Her

Her feels a great deal like a feature-length Black Mirror episode. True to that form, it takes a premise that has the potential for both dystopian malaise and unexpected beauty and delivers both in equal measure. What makes this story so compelling is how its characters and narrative are so much more fleshed-out than one would expect. Joaquin Phoenix's Theo is portrayed as a morose, defeated figure, but he's not drawn as the sad sack he could have been, making him more relatable and allowing the audience to engage more deeply with his emotional development. A story that could have easily worked as an exercise in magical realism that lays aside the realistic ramifications of its concept is instead constructed as much as speculative science fiction as it is as unorthodox love story. Samantha’s AI is cast in a much more creative way than such characters tend to be in either.

Her does shockingly well in ensuring that both Theo and Samantha are placed on equal footing with regard to the development of their relationship. The narrative is crafted so as not to have the audience empathize more with one than the other.
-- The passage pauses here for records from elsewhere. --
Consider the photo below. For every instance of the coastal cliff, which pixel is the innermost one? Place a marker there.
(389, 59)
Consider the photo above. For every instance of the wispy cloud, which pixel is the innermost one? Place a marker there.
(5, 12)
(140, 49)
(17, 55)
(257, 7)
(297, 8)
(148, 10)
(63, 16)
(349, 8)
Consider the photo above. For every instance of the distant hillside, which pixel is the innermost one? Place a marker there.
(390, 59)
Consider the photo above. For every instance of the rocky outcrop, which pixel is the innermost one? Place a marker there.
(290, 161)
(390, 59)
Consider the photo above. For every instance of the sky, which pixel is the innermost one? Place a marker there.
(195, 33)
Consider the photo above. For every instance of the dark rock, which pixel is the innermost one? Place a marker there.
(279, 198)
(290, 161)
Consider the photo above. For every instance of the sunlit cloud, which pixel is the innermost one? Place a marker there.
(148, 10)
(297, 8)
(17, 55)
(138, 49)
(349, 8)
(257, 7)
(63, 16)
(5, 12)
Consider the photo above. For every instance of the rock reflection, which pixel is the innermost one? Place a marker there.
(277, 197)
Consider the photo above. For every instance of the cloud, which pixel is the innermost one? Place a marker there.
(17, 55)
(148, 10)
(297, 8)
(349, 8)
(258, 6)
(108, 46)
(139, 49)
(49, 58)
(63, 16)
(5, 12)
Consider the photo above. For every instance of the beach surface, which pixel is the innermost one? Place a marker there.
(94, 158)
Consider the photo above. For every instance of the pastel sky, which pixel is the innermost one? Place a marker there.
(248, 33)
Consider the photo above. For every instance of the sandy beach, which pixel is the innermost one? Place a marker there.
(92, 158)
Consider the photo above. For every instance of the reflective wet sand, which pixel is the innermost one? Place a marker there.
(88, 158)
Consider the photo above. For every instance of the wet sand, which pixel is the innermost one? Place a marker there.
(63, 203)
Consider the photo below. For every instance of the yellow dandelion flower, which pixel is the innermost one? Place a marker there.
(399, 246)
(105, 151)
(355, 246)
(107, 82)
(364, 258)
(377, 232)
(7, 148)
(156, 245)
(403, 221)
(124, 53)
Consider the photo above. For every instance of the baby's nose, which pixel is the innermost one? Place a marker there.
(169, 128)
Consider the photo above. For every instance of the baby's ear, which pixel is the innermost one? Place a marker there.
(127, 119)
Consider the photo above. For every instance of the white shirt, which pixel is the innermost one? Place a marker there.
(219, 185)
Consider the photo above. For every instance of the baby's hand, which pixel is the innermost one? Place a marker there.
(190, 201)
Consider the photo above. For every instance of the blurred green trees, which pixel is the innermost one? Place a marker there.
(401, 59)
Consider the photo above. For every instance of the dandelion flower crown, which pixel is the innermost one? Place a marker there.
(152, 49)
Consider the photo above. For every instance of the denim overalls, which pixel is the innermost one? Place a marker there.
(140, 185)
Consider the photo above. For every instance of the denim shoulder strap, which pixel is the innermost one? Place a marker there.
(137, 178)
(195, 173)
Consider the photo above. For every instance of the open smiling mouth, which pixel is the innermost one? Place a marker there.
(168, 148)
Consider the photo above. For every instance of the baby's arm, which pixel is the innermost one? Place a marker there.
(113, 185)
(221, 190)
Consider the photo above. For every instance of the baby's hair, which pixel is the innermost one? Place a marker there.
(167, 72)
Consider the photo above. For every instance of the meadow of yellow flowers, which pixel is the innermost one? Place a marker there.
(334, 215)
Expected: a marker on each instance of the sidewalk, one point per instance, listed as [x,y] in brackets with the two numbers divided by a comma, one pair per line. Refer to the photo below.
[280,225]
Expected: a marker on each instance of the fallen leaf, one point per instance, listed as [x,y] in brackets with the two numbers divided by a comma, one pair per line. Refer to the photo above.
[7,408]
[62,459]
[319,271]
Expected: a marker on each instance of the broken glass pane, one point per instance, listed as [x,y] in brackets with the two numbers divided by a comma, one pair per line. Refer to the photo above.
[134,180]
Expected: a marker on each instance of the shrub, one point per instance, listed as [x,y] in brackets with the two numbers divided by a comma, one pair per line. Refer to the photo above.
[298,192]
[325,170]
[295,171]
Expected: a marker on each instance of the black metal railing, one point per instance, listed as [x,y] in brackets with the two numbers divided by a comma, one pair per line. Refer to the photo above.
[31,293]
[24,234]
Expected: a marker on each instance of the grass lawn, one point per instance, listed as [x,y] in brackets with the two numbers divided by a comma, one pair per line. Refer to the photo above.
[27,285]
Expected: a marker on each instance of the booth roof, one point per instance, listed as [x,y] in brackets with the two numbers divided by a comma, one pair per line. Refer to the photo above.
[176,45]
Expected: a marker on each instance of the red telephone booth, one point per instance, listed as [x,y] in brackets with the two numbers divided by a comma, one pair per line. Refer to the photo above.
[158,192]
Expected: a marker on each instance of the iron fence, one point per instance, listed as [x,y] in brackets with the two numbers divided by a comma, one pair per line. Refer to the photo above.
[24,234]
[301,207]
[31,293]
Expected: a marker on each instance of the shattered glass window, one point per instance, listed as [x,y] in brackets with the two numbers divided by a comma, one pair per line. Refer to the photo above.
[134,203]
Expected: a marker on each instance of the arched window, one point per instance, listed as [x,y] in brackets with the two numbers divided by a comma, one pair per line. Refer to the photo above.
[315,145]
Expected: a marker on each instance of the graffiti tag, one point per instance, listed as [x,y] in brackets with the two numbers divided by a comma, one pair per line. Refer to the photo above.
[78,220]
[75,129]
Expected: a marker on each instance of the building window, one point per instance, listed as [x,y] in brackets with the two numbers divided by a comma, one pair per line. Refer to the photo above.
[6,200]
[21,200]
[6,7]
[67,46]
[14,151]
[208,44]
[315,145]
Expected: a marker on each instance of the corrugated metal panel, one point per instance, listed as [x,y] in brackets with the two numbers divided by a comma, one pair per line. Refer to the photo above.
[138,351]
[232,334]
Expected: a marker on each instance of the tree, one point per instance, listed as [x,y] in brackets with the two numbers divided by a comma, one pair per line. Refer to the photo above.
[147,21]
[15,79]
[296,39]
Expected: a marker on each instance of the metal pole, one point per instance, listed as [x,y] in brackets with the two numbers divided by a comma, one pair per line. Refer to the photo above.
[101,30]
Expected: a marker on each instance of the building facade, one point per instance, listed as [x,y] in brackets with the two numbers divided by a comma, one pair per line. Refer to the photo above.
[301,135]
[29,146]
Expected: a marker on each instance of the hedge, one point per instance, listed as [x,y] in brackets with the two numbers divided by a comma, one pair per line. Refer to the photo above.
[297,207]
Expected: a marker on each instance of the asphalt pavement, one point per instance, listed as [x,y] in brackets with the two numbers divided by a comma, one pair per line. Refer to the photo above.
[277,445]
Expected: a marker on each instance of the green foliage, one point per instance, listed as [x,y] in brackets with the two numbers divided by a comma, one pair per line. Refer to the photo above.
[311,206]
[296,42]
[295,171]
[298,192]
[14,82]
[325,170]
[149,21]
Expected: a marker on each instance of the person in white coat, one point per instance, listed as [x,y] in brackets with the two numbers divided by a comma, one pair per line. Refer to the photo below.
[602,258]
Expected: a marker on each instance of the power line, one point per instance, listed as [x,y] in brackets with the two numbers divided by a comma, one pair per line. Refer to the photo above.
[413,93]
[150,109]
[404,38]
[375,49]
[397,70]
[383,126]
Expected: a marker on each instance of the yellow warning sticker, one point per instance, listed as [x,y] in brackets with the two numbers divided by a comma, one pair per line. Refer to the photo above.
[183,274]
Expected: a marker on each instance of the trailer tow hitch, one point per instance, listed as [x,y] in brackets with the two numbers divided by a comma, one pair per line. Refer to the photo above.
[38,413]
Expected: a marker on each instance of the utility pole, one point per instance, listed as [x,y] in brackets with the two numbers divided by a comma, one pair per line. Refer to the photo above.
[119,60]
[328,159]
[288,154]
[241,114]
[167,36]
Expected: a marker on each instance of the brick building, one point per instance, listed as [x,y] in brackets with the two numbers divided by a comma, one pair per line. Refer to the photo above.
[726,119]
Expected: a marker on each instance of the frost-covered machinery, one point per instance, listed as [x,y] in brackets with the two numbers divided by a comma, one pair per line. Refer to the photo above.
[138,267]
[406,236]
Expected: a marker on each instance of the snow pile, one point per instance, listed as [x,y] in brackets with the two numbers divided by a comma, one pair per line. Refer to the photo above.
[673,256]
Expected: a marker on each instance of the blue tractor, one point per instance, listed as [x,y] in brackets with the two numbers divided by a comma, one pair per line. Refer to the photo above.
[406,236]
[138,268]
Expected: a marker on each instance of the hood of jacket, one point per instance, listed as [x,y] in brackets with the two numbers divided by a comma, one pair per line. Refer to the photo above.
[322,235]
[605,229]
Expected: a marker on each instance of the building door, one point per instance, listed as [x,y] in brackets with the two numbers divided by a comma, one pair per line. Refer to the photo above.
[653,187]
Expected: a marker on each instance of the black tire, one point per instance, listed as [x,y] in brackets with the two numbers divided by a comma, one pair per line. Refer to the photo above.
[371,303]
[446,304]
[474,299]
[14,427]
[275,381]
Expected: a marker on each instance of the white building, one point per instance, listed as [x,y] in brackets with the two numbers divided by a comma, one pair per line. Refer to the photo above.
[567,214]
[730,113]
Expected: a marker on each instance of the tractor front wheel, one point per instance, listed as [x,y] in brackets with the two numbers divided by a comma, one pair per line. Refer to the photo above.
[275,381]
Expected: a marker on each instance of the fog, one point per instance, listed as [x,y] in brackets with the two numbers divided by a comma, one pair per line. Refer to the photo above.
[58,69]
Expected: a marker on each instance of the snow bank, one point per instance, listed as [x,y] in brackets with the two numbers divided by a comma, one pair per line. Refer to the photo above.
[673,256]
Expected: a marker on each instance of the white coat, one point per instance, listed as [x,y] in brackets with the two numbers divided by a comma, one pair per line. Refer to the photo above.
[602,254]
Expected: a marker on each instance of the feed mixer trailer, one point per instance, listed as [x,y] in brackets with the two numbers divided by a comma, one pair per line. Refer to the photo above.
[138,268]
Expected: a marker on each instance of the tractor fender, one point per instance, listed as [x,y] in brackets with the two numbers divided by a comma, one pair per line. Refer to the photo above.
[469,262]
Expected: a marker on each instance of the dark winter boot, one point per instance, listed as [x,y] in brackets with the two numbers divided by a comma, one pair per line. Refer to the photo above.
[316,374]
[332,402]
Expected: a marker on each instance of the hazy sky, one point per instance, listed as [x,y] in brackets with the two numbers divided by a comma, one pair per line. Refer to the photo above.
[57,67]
There are points in the film where Theo comes across as frustratingly distant and noncommittal as this AI is falling rapidly and completely in love with him, and points where Samantha seems cavalier about her quickly-developing connectedness to the other OS-1s as they move toward singularity, and about its consequences for her relationship with Theo. Her insensitivity evokes the familiar pain of watching a lover discover a new passion and feeling left behind.

The adversities this romance faces are subversions of what one usually sees in a story like this. There is the initial friction generated by the fact that Samantha isn't human enough, but as things go on, even more trouble arises because she is too far beyond human to sufficiently empathize with Theo in necessary ways. What begins as a predictable story of love and loss grows into something wholly unique that leaves the audience feeling empty and ambiguous in both an emotional and existential sense.